The damn, sad fact was that he did see. He knew exactly how she felt, how she needed to search out the truth so she could understand the pieces of her life that no longer made sense.
“I think you’re making a mistake.”
“I have to know.”
“And if what you find out is worse than not knowing? Then what?” He felt it all rushing back, the words, the lies, the pain. “Then you’ve got a face, a voice that will haunt you for the rest of your life, Chrissie. It could friggin’ destroy you.”

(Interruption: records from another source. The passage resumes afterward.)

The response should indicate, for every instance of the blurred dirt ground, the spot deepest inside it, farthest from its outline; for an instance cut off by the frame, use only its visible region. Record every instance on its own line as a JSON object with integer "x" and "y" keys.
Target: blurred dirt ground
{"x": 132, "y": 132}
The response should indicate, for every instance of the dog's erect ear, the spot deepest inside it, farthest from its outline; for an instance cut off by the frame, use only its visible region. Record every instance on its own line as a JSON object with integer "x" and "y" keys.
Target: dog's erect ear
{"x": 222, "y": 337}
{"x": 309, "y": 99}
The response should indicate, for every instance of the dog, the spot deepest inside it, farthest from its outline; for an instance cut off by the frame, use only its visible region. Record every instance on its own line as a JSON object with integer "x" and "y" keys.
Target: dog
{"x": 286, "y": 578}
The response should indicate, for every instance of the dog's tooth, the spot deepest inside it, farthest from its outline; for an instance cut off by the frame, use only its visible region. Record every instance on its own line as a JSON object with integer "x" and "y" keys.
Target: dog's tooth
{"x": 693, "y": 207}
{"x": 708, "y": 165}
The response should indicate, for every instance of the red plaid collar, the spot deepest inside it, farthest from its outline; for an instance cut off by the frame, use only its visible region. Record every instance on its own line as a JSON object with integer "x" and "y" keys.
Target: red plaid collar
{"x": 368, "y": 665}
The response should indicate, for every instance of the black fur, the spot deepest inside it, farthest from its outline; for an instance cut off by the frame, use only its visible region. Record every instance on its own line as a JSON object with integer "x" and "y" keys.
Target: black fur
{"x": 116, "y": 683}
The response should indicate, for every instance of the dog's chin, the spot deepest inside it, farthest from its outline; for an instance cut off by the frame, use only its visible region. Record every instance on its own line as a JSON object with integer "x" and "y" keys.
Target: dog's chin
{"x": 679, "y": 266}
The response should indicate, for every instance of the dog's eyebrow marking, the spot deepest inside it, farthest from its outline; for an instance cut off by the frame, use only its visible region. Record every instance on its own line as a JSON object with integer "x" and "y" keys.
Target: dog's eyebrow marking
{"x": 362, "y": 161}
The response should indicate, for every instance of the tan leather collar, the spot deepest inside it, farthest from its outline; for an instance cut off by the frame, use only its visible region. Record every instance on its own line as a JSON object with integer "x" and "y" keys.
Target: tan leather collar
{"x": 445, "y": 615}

“I know. But if I’m going to end up hating the man I loved most in the world, then I want everything about that woman, her face, her voice, the color of her fingernails, embedded in my brain, so every time I think of my father, every time I wonder why I can’t forgive him, I’ll think of her and I’ll know I have a reason to hate him.”
Chapter 3
“So why exactly, are you going away?”
Christine folded another sweater, a tan cashmere, zip in the back, placed it in the open suitcase on her bed. “Connor, I told you. I’m going to the Catskills to close up my father’s place.” She turned away so he wouldn’t see her face, not that Connor had ever been able to detect anything she hadn’t wanted him to. When she’d called him the night her father died and he offered to come over, she told him no, it was late and he had to get up early; he’d left it at that, hadn’t insisted on coming, or better, hadn’t just showed up on her door step, pulled her into his arms and held her the way she’d needed him to.
“I don’t get it,” he said, crossing his arms under his head and stretching his long body on the bed. “I guess I just don’t get this whole trip thing. Why’d he go there every month, anyway?”